As I reached down to pet him with my rubber gloves on (I was taking no chances with a condition that ugly), he looked up at me with mucous, or as I later reported to my wife, tears, in his eyes, and I suddenly understood his problem. He was lovesick. It was as plain as the lumps on his neck.

But I was alone in my diagnosis.

I therefore took it upon myself to prescribe a cure. In the twilight of a mid-summer evening the pair were reunited. In the half darkness, I figured, Ivory’s chances could only be improved. As it happened, Ebunny still cared for Ivory, bumps and all. After some very brief nose-to-nose preliminaries, the two of them wrestled around the yard and into the darkness of the garage.

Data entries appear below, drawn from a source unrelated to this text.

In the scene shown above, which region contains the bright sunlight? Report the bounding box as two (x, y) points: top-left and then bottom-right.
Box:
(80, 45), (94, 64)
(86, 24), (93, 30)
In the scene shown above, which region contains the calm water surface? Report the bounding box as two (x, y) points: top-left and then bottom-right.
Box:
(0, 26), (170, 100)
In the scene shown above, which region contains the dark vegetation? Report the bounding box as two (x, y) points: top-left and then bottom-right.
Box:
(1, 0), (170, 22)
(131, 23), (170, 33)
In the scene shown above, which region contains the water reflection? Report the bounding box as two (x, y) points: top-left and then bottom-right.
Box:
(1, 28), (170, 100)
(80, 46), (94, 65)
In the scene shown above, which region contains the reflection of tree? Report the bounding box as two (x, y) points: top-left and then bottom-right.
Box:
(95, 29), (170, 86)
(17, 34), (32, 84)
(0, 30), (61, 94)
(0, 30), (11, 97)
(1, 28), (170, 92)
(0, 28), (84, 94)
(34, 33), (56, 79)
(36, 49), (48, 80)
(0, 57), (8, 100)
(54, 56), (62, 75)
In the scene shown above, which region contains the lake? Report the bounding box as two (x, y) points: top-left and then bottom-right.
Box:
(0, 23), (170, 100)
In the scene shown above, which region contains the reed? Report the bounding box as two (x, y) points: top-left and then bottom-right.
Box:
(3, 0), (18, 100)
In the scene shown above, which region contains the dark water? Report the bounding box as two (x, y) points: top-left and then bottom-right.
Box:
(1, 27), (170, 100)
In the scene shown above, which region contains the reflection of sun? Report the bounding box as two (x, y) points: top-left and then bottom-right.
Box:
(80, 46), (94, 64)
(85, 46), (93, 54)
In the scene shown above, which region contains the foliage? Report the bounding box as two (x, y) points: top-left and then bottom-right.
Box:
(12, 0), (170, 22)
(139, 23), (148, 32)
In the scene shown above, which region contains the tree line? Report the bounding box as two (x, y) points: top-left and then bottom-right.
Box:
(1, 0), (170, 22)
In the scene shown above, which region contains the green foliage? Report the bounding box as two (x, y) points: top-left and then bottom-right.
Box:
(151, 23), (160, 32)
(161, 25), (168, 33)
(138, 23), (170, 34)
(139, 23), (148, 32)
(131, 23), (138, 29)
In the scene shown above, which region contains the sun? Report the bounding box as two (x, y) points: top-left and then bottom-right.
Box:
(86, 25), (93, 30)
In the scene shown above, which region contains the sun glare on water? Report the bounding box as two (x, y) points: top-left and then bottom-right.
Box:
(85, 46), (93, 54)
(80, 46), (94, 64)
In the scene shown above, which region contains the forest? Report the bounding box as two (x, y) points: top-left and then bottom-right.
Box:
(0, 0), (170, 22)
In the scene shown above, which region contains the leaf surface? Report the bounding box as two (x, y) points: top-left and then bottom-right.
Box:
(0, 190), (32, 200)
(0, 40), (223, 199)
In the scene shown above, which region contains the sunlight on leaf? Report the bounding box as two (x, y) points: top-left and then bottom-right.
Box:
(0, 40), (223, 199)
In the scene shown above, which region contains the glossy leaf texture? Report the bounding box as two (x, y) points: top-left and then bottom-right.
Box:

Up to this time I had believed bunnies to be entirely mute. Not a peep, not a squeak, not even a grunt had I heard from any of them — ever. You might imagine my surprise then, when there arose from the garage such a squealing and shrieking, accompanied by falling garden tools and nonstop commotion. (I had read in our “All About Bunnies” book that in such moments the buck will either squeal continuously or go about his business quietly and then simply fall to the side of the doe, limp and lifeless. Ivory was a squealer.)

The thing was done. We put them back together and very gradually, Ivory lost his lumps. I was applauded for my insight but only until the next generation arrived. We were back in business again, but this litter would be the last. The parents were taken to the vet and, as I explained mathematically to my oldest daughter, had their multipliers subtracted. (“Getting fixed” made no sense to her.)

The two lovers kept to themselves in their twilight years. For my family, they were exceptionally good pets and a favorite topic of conversation. For each other they were devoted companions, friends and lovers to the end.